Modin errors out on pytz.timezone()

Hello, I just started using Modin, it’s truly delightful, so :+1:t2:. I just encountered an error that I verified it is specific to Modin, as the code runs fine san Modin. I hope you could help resolve. Here goes:

My code has the following line that calls pytz.timezone() to convert UTC to local, like so

 acc2['Time'] = acc2['Time'].apply(timestamp_to_local, tzone=tzone)

Here is the timestamp_to_local function definition:

def timestamp_to_local(ts,tzone='Australia/Melbourne'):
    Convert unixtimestamp to local time.

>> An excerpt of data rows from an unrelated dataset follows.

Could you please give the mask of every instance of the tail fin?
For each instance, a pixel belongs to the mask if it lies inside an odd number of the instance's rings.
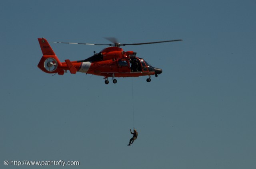
[[[38,38],[38,39],[39,44],[40,44],[40,47],[41,47],[41,50],[42,50],[42,52],[43,53],[43,55],[56,55],[46,39],[42,38]]]
[[[64,71],[61,68],[62,64],[47,40],[44,38],[38,38],[43,56],[37,67],[48,73],[58,73],[63,75]]]

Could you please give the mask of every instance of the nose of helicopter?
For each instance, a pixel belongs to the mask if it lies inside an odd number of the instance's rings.
[[[157,77],[157,75],[159,75],[163,72],[163,70],[159,68],[154,68],[155,69],[155,75],[156,75],[156,77]]]

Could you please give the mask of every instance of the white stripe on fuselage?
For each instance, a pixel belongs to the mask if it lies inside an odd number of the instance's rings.
[[[82,72],[83,73],[87,73],[90,67],[91,66],[92,63],[90,62],[84,62],[82,64],[82,66],[81,68],[79,69],[80,72]]]

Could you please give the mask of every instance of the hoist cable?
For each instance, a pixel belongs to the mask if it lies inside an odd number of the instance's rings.
[[[132,114],[133,117],[133,128],[134,128],[134,108],[133,101],[133,80],[132,77]]]

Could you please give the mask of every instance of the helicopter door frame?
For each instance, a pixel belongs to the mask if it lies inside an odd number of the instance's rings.
[[[147,66],[147,65],[146,65],[146,63],[144,60],[142,59],[140,59],[140,62],[141,64],[141,69],[142,72],[148,72],[148,67]]]
[[[121,59],[117,61],[117,65],[120,72],[129,72],[130,71],[130,63],[127,59]]]

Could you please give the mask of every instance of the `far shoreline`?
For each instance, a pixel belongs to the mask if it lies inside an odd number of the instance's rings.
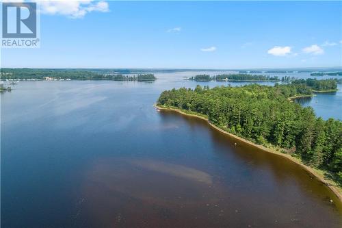
[[[271,153],[277,155],[278,156],[281,156],[282,157],[288,159],[289,160],[291,161],[292,162],[294,162],[295,164],[296,164],[300,166],[302,168],[304,168],[305,170],[306,170],[307,172],[308,172],[309,173],[313,175],[317,179],[318,179],[319,181],[322,182],[325,186],[326,186],[328,188],[329,188],[329,189],[330,189],[330,190],[332,191],[332,192],[335,194],[335,196],[337,197],[337,199],[339,199],[339,200],[340,201],[340,203],[342,203],[342,188],[339,187],[338,186],[338,184],[336,182],[334,182],[333,180],[325,179],[324,176],[324,173],[322,173],[322,172],[324,172],[324,170],[318,170],[318,169],[308,166],[304,164],[300,161],[300,159],[293,157],[289,154],[277,152],[274,149],[265,147],[263,145],[259,145],[259,144],[255,144],[255,143],[254,143],[251,141],[249,141],[246,139],[244,139],[241,137],[239,137],[239,136],[235,136],[231,133],[227,132],[227,131],[220,129],[220,127],[214,125],[213,123],[210,123],[209,121],[208,118],[205,117],[205,116],[199,116],[199,115],[197,115],[195,114],[188,114],[188,113],[184,112],[182,110],[176,109],[176,108],[164,107],[158,106],[157,104],[155,104],[154,106],[159,110],[173,111],[173,112],[178,112],[178,113],[181,114],[185,115],[185,116],[196,117],[196,118],[198,118],[200,119],[206,121],[211,127],[214,128],[217,131],[220,131],[221,133],[223,133],[223,134],[227,135],[228,136],[229,136],[231,138],[233,138],[235,140],[239,140],[244,143],[248,144],[251,145],[252,147],[256,147],[256,148],[262,150],[263,151]]]

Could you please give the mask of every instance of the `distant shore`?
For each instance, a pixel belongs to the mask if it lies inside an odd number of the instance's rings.
[[[312,96],[308,95],[308,96],[298,96],[298,97],[312,97]],[[295,97],[295,98],[298,98],[298,97]],[[196,114],[188,114],[188,113],[184,112],[183,111],[179,110],[179,109],[176,109],[176,108],[161,107],[161,106],[158,106],[157,105],[155,105],[155,107],[159,110],[170,110],[170,111],[176,112],[178,113],[180,113],[180,114],[185,115],[185,116],[193,116],[193,117],[200,118],[202,120],[205,120],[205,121],[208,122],[208,123],[210,125],[210,126],[211,127],[213,127],[215,129],[228,136],[231,138],[233,138],[235,140],[237,140],[241,141],[242,142],[244,142],[246,144],[250,144],[252,147],[260,149],[263,151],[265,151],[267,153],[272,153],[273,154],[285,157],[285,158],[291,160],[291,162],[293,162],[297,164],[298,165],[300,165],[302,168],[304,168],[306,171],[308,171],[308,173],[312,174],[318,180],[319,180],[321,182],[322,182],[326,186],[328,186],[334,192],[334,194],[337,197],[337,198],[339,199],[339,201],[341,202],[342,202],[342,188],[339,187],[338,186],[338,184],[336,182],[334,182],[333,180],[326,179],[324,178],[324,170],[308,166],[304,164],[300,159],[296,158],[296,157],[293,157],[289,154],[277,152],[276,151],[275,151],[274,149],[265,147],[263,145],[259,145],[259,144],[255,144],[255,143],[254,143],[251,141],[249,141],[246,139],[244,139],[241,137],[239,137],[239,136],[234,135],[231,133],[227,132],[227,131],[220,129],[218,126],[214,125],[213,123],[210,123],[209,121],[208,118],[206,118],[205,116],[200,116],[200,115],[198,115]]]

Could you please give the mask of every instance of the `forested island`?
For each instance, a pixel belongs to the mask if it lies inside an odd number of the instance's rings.
[[[5,87],[3,84],[0,84],[0,92],[5,92],[5,91],[11,91],[12,88],[8,86],[8,87]]]
[[[174,88],[163,92],[157,105],[202,116],[226,132],[298,157],[342,184],[342,121],[324,121],[312,107],[289,101],[311,94],[306,84]]]
[[[311,76],[342,76],[342,71],[339,72],[313,72]]]
[[[198,75],[189,78],[189,80],[196,81],[278,81],[280,79],[277,76],[256,75],[249,74],[228,74],[218,75],[211,77],[208,75]]]
[[[1,79],[155,81],[154,74],[124,75],[117,73],[77,69],[1,68]]]

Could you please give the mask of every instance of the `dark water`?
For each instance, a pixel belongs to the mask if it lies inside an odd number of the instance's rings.
[[[337,199],[301,168],[157,112],[161,91],[197,84],[177,77],[1,94],[1,227],[341,227]]]

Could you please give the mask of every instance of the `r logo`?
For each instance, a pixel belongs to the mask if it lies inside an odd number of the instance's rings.
[[[2,37],[37,37],[37,3],[3,3]]]

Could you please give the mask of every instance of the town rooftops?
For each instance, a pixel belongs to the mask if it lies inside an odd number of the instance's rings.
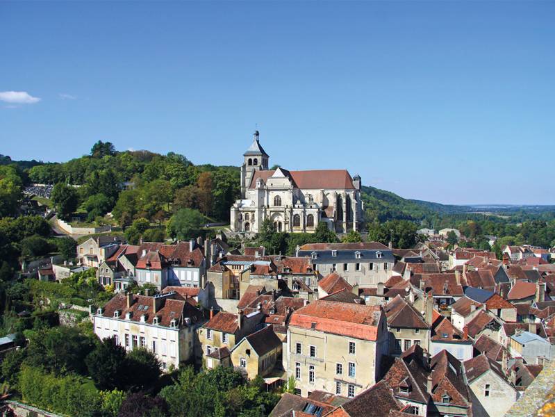
[[[536,295],[536,286],[533,282],[517,281],[507,295],[509,300],[524,300]]]
[[[281,341],[276,335],[271,325],[251,333],[245,338],[259,357],[263,356],[281,345]],[[235,348],[238,345],[239,343],[235,345]]]
[[[384,307],[390,327],[429,329],[429,326],[416,309],[400,295],[390,301]]]
[[[467,361],[463,362],[466,379],[469,383],[473,382],[475,379],[482,376],[488,370],[491,370],[497,374],[500,378],[508,384],[505,373],[501,368],[501,365],[495,361],[492,361],[485,354],[479,354]]]
[[[341,290],[352,291],[353,287],[337,272],[331,272],[318,281],[318,287],[328,294]]]
[[[317,300],[295,311],[289,325],[374,341],[381,315],[379,306]]]

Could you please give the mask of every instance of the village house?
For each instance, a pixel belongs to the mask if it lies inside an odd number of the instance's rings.
[[[196,329],[201,312],[176,300],[175,293],[154,296],[119,293],[92,315],[94,334],[114,338],[126,350],[145,348],[156,354],[163,369],[194,358]]]
[[[468,387],[474,394],[474,414],[490,417],[504,416],[519,395],[501,365],[486,355],[480,354],[463,362],[463,366]]]
[[[135,279],[140,286],[204,286],[204,255],[194,240],[176,245],[143,243],[138,251]]]
[[[288,233],[313,233],[320,222],[338,233],[362,229],[360,176],[345,170],[269,170],[258,131],[243,157],[241,198],[231,208],[232,231],[258,233],[265,219]]]
[[[313,269],[322,276],[336,272],[351,286],[375,287],[392,275],[395,264],[392,250],[381,243],[308,243],[297,251],[308,256]]]
[[[231,363],[244,370],[249,379],[263,377],[276,364],[281,366],[281,341],[270,325],[242,338],[230,351]]]
[[[286,341],[284,368],[299,393],[354,397],[380,375],[388,352],[385,314],[379,306],[315,301],[291,315]]]
[[[109,258],[122,240],[114,236],[95,236],[77,245],[77,262],[84,266],[98,267],[106,258]]]

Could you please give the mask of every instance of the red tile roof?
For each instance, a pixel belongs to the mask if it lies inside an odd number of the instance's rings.
[[[315,301],[295,311],[289,325],[367,341],[376,341],[379,306]]]
[[[536,295],[536,284],[533,282],[517,281],[508,292],[507,299],[522,300]]]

Output format:year-month-day hour:minute:seconds
    local = timezone('UTC').localize(datetime.datetime.utcfromtimestamp(ts)).astimezone(timezone(tzone))
    local = local.strftime(format='%Y-%m-%d %H:%M:%S:%f')
    return local

Modin yields the following error:

Traceback (most recent call last):
File “/opt/conda/envs/modin/lib/python3.8/site-packages/modin/engines/ray/pandas_on_ray/frame/partition.py”, line 180, in width
self._width_cache = ray.get(self._width_cache)
File “/opt/conda/envs/modin/lib/python3.8/site-packages/ray/worker.py”, line 1474, in get
raise value.as_instanceof_cause()
ray.exceptions.RayTaskError(ValueError): e[36mray::modin.engines.ray.pandas_on_ray.frame.axis_partition.deploy_ray_func()e[39m (pid=10567, ip=xxx.xx.xx.xxx)
File “python/ray/_raylet.pyx”, line 410, in ray._raylet.execute_task
File “python/ray/_raylet.pyx”, line 432, in ray._raylet.execute_task
ray.exceptions.RayTaskError: e[36mray::modin.engines.ray.pandas_on_ray.frame.partition.deploy_ray_func()e[39m (pid=10566, ip=xxx.xx.xx.xxx)
File “python/ray/_raylet.pyx”, line 410, in ray._raylet.execute_task
File “python/ray/_raylet.pyx”, line 432, in ray._raylet.execute_task
ray.exceptions.RayTaskError: e[36mray::modin.engines.ray.pandas_on_ray.frame.partition.deploy_ray_func()e[39m (pid=10566, ip=xxx.xx.xx.xxx)
File “/opt/conda/envs/modin/lib/python3.8/site-packages/modin/data_management/functions/mapfunction.py”, line 23, in
lambda x: function(x, *args, **kwargs), *call_args, **call_kwds
File “/opt/conda/envs/modin/lib/python3.8/site-packages/pandas/core/frame.py”, line 6944, in applymap
return self.apply(infer)
File “/opt/conda/envs/modin/lib/python3.8/site-packages/pandas/core/frame.py”, line 6878, in apply
return op.get_result()
File “/opt/conda/envs/modin/lib/python3.8/site-packages/pandas/core/apply.py”, line 186, in get_result
return self.apply_standard()
File “/opt/conda/envs/modin/lib/python3.8/site-packages/pandas/core/apply.py”, line 295, in apply_standard
result = libreduction.compute_reduction(
File “pandas/_libs/reduction.pyx”, line 620, in pandas._libs.reduction.compute_reduction
File “pandas/_libs/reduction.pyx”, line 128, in pandas._libs.reduction.Reducer.get_result
File “/opt/conda/envs/modin/lib/python3.8/site-packages/pandas/core/frame.py”, line 6942, in infer
return lib.map_infer(x.astype(object).values, func)
File “pandas/_libs/lib.pyx”, line 2329, in pandas._libs.lib.map_infer
File “/opt/conda/envs/modin/lib/python3.8/site-packages/modin/pandas/series.py”, line 971, in
lambda s: arg(s)
File “/opt/conda/envs/modin/lib/python3.8/site-packages/modin/pandas/series.py”, line 514, in f
return func(x, *args, **kwds)
File “/home/ec2-user/jobs/create_info.py”, line 51, in timestamp_to_local
local = timezone(‘UTC’).localize(datetime.datetime.utcfromtimestamp(ts)).astimezone(timezone(tzone))
ValueError: Invalid value NaN (not a number)

Thank you for your help.

Hi @atan4583, thanks for posting this!

I wasn’t able to reproduce the issue based on the code you provided. Is it possible to share a few more lines of code from before this? It could be that something that should not be NaN is. The more you can share the better, we’d love to fix the issue!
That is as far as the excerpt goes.